Forward-looking statements in this Quarterly Report on Form 10-Q represent our beliefs, projections and predictions about future events. These statements are necessarily subjective and involve known and unknown risks, uncertainties and other important factors that could cause our actual results, performance or achievements, or industry results, to differ materially from any future results, performance or achievement described in or implied by such statements. Actual results may differ materially from the expected results described in our forward-looking statements, including with respect to the correct measurement and identification of factors affecting our business or the extent of their likely impact, the accuracy and completeness of publicly available information relating to the factors upon which our business strategy is based, or the success of our business. The factors or uncertainties that could cause actual results, performance or achievement to differ materially from forward-looking statements contained in this report are described in Part II, Item 1A, Risk Factors, and elsewhere in this report.

Overview

We are a leading provider of fourth generation, or 4G, wireless broadband services. We build and operate next generation mobile broadband networks that provide high-speed mobile Internet and residential Internet access services in communities throughout the country. As of March 31, 2012, we offered our services in 88 markets in the United States covering an estimated 134 million people, including an estimated 132 million people covered by our 4G mobile broadband networks in 71 markets. Our 4G mobile broadband network provides a connection anywhere within our coverage area.

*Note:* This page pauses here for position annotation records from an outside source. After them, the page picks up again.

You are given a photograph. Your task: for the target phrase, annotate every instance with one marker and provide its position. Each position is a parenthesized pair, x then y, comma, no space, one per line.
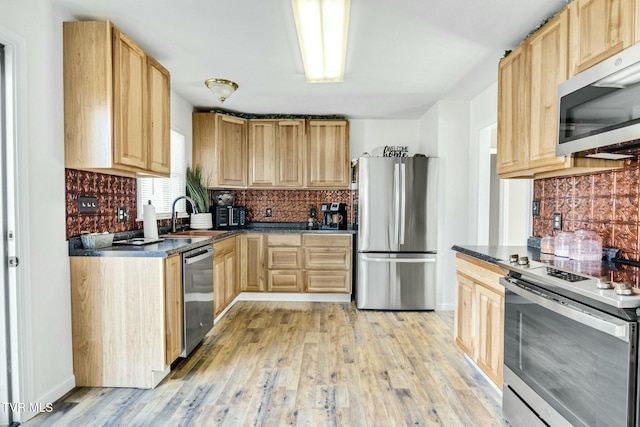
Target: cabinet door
(548,57)
(219,280)
(290,154)
(159,102)
(203,152)
(284,281)
(328,154)
(513,112)
(251,262)
(599,29)
(490,328)
(231,151)
(129,103)
(464,316)
(329,281)
(173,308)
(262,153)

In our current 4G mobile broadband markets in the United States, we offer our services through retail channels and through our wholesale partners. Sprint Nextel Corporation, which we refer to as Sprint, accounts for primarily all of our wholesale sales to date, and offers services in each of our 4G markets. We have also recently entered into wholesale arrangements with Simplexity, FreedomPop and Leap Wireless. We ended the quarter with approximately 1.3 million retail and 9.7 million wholesale subscribers. We are currently focused on growing our revenue by continuing to build our wholesale business and to leverage our retail business, reducing expenses and seeking additional capital for our current business and to continue the development of our network.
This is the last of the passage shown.